Personal Data We Collect
Information Related to Your Interaction with Skedda and the Services
Registration and Contact Information
We collect information about you when you (a) register to use the Services and (b) otherwise provide contact information to us via email, mail, or through our Services. This information you provide may include your username, first and last name, email address, organization name or telephone number.
When you purchase the Services or make a booking through an Associated Venue with online payments enabled, we will also collect transaction information, which may include your credit card information, billing and mailing address, and other payment-related information ("Payment Information"). We describe below how Payment Information may be collected and processed under the main heading “Payment Information”.
Technical, Usage and Location Information
Third-party authentication identifiers
We collect and store identifiers from third party services (such as Facebook, Google and Twitter) if you choose this option to authenticate yourself in Skedda (as opposed to a password-based login).

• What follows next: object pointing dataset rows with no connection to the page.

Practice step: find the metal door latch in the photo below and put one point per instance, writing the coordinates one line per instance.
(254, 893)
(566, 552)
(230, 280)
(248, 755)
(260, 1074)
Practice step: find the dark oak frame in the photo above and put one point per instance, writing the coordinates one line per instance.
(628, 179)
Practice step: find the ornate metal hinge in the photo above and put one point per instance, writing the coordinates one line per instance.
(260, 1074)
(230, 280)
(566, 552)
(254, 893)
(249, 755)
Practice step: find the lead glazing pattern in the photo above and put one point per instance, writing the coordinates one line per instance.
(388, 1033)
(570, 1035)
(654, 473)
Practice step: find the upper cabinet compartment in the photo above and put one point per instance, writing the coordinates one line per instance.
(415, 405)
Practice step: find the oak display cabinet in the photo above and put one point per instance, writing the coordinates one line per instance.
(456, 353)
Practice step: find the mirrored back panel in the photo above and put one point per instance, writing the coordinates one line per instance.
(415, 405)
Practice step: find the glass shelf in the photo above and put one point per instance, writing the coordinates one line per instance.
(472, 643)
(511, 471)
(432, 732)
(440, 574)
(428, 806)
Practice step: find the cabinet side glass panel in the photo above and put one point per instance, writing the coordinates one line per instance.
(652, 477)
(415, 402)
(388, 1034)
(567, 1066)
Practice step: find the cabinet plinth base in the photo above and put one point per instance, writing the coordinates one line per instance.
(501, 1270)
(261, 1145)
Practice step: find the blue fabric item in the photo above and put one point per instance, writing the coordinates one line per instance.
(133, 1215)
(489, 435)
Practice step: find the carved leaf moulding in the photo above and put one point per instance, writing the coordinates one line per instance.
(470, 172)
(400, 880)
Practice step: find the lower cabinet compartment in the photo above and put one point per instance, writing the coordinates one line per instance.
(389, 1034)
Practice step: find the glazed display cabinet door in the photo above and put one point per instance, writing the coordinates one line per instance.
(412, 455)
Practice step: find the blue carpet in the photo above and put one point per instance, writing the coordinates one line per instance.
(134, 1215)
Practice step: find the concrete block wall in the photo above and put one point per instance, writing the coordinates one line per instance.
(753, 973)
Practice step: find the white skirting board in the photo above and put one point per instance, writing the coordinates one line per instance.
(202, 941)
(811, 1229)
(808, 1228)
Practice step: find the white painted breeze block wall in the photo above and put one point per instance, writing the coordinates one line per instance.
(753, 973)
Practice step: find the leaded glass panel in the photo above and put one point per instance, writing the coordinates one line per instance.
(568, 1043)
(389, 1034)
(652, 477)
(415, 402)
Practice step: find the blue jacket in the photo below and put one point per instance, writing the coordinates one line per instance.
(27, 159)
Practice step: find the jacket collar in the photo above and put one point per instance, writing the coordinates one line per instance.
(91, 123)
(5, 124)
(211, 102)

User Data provided by Skedda Venue Administrators
If you are an administrator of a Skedda venue account, you may submit Personal Data corresponding to natural persons other than yourself into the Services for booking, hosting and processing purposes (“User Data”). User Data may include, without limitation Personal Data such as names, email addresses, organization names and phone numbers of persons interacting with the venue account ("Users").
We will only use, disclose and otherwise process User Data for the purposes set forth in your agreement with us for the provisioning of the Services (“Agreement”).
We collect and retain your Personal Data submitted in an identifiable format for the amount of time necessary to meet your request or fulfill our legal or regulatory obligations, unless it is in the legitimate interests of the Services and not prohibited by law to maintain the Personal Data for longer periods.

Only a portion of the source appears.